Yu Seung-gyu
(1921~1993)
Yu Seung-gyu (1921 ~ 1993) Novelist. Born on January 1, 1921 in Chuso-li, Gunbuk-myeon, Okcheon-gun.
His gwanhyang (birthplace of his family founder) is Munhwa and his real name is Jaeman. In 1956, by recommendation of master Lee Mu-young, he entered the literary world with his first work published in a journal called <Jayoomunhak>. He concentrated on creating more than 150 works, that deal with disadvantages in agricultural life and industry, including <Binnong> <Doodugji> <Ajukari> <Neutinamu> <Gulyokilgi> <Aehyanggok> <Pureunbul>. He portrayed underprivileged farmers' resentment, social discrepancies and a farmer's struggles thorough Japanese occupancy of Korea.

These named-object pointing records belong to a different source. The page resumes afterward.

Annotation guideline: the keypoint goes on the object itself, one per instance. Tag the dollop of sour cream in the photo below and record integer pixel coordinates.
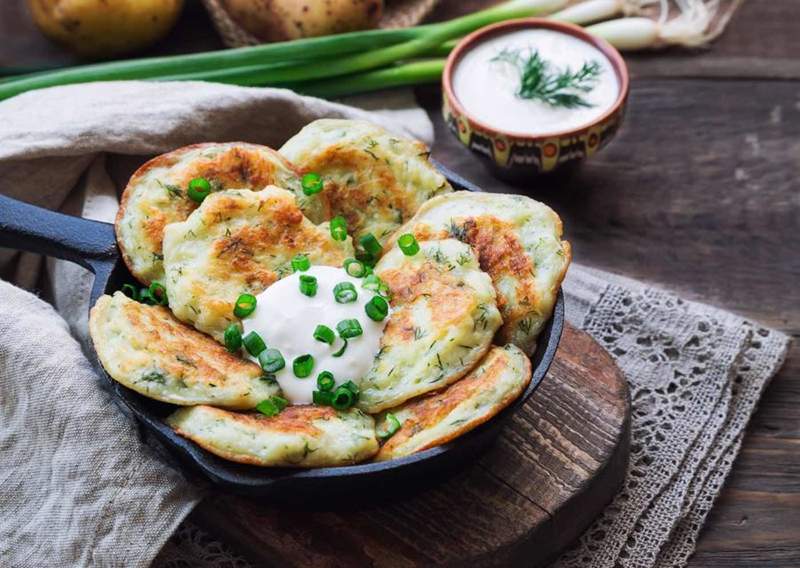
(286, 319)
(487, 89)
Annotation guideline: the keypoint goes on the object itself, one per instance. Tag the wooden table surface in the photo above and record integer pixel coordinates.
(700, 193)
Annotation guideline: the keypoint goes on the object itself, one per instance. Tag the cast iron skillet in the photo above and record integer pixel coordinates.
(92, 245)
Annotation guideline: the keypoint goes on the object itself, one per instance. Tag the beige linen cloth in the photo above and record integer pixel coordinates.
(78, 488)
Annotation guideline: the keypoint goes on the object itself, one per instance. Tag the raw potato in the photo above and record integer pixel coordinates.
(280, 20)
(105, 28)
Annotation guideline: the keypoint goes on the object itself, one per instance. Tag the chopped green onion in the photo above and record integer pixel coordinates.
(245, 305)
(353, 388)
(199, 189)
(272, 406)
(158, 293)
(345, 293)
(254, 344)
(324, 334)
(367, 259)
(341, 350)
(342, 398)
(374, 283)
(392, 426)
(302, 366)
(130, 291)
(271, 360)
(312, 183)
(354, 268)
(408, 244)
(322, 398)
(308, 285)
(377, 308)
(349, 328)
(300, 263)
(338, 228)
(325, 381)
(371, 245)
(233, 338)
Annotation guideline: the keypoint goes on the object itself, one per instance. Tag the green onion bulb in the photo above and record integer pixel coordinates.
(341, 350)
(377, 308)
(370, 244)
(271, 360)
(392, 426)
(233, 338)
(245, 305)
(343, 398)
(354, 268)
(302, 366)
(300, 263)
(345, 293)
(322, 398)
(324, 334)
(272, 406)
(199, 189)
(349, 328)
(353, 388)
(408, 244)
(338, 228)
(254, 344)
(325, 381)
(372, 282)
(312, 183)
(308, 285)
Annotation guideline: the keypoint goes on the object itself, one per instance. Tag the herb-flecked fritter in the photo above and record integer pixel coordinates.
(433, 420)
(300, 436)
(146, 349)
(156, 194)
(239, 241)
(518, 243)
(374, 179)
(442, 322)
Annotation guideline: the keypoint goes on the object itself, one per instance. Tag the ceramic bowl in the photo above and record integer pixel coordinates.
(511, 155)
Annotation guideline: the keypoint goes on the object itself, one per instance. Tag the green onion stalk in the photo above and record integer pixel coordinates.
(289, 62)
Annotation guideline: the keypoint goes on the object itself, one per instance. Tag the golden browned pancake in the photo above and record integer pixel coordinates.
(518, 242)
(156, 194)
(374, 179)
(300, 436)
(146, 349)
(436, 419)
(443, 320)
(239, 241)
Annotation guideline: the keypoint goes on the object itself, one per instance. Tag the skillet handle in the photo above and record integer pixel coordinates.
(34, 229)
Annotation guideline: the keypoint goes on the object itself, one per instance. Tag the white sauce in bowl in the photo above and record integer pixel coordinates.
(286, 319)
(487, 89)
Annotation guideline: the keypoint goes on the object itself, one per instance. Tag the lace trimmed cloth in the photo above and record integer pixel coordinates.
(695, 373)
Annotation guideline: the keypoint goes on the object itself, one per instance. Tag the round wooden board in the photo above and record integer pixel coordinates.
(558, 462)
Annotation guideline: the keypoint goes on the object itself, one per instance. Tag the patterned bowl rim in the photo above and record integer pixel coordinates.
(611, 53)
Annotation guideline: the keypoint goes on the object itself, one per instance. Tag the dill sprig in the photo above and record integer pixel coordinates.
(539, 80)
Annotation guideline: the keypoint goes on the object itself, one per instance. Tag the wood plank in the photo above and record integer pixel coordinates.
(761, 42)
(700, 194)
(557, 464)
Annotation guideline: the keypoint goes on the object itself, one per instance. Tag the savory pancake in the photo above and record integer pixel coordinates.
(300, 436)
(518, 242)
(443, 319)
(156, 194)
(239, 241)
(436, 419)
(146, 349)
(374, 179)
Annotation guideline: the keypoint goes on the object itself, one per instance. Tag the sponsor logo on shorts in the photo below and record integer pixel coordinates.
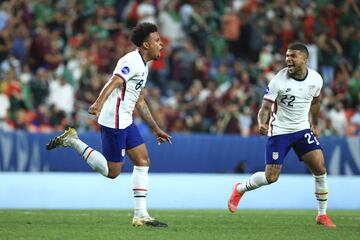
(275, 155)
(125, 70)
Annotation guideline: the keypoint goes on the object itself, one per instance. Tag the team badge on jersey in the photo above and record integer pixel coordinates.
(125, 70)
(312, 90)
(275, 155)
(266, 90)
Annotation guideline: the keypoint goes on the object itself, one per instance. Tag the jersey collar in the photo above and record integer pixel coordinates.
(142, 57)
(301, 79)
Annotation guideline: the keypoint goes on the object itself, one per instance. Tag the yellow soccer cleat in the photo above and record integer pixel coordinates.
(63, 139)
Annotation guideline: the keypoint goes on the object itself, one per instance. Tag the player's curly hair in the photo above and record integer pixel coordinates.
(300, 47)
(141, 32)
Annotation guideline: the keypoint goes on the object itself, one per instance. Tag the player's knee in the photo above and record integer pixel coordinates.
(145, 162)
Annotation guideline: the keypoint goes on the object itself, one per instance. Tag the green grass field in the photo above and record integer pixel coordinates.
(183, 224)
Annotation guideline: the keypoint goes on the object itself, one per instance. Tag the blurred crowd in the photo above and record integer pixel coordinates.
(219, 55)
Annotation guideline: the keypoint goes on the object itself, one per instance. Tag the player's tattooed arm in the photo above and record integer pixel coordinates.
(263, 117)
(114, 82)
(146, 115)
(314, 116)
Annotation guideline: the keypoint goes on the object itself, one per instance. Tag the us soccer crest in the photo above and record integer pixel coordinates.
(312, 90)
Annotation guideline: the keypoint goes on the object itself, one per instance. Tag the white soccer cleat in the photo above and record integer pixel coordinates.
(147, 221)
(63, 139)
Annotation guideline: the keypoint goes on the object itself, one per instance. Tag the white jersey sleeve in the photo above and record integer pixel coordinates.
(271, 92)
(125, 69)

For 20 years, Yu Seung-gyu was a farmer himself, and this experience thus gave him a real sense of suffering, poverty and repression. As such, apart from other writers' works, his works explicitly relate the poverty in agricultural life to the suffering in our nation, making it a socially urgent issue. Yu Seung-gyu felt agricultural community to be the most unappreciated economic group in the country and worked without any lyricism on this issue.
After finishing his life-long novel, <Dukuhmuhri> in his hometown, on September 16, 1993, he left the place to live quietly on a lakeside in Chuso-li.
The writer of soil, Yu Seung-gyu was awarded from Literary Award of Soil, The 1st Korean Agricultural Literary Award, and Okcheon Literary Award, and left behind various works like <Nongki>, <Nongji>, <Chumchuneun Sanha-dancing nature>, <Heulgeun Salaitda-soil is alive>, and <Ikuhganeun Podosongi-riping grapes>.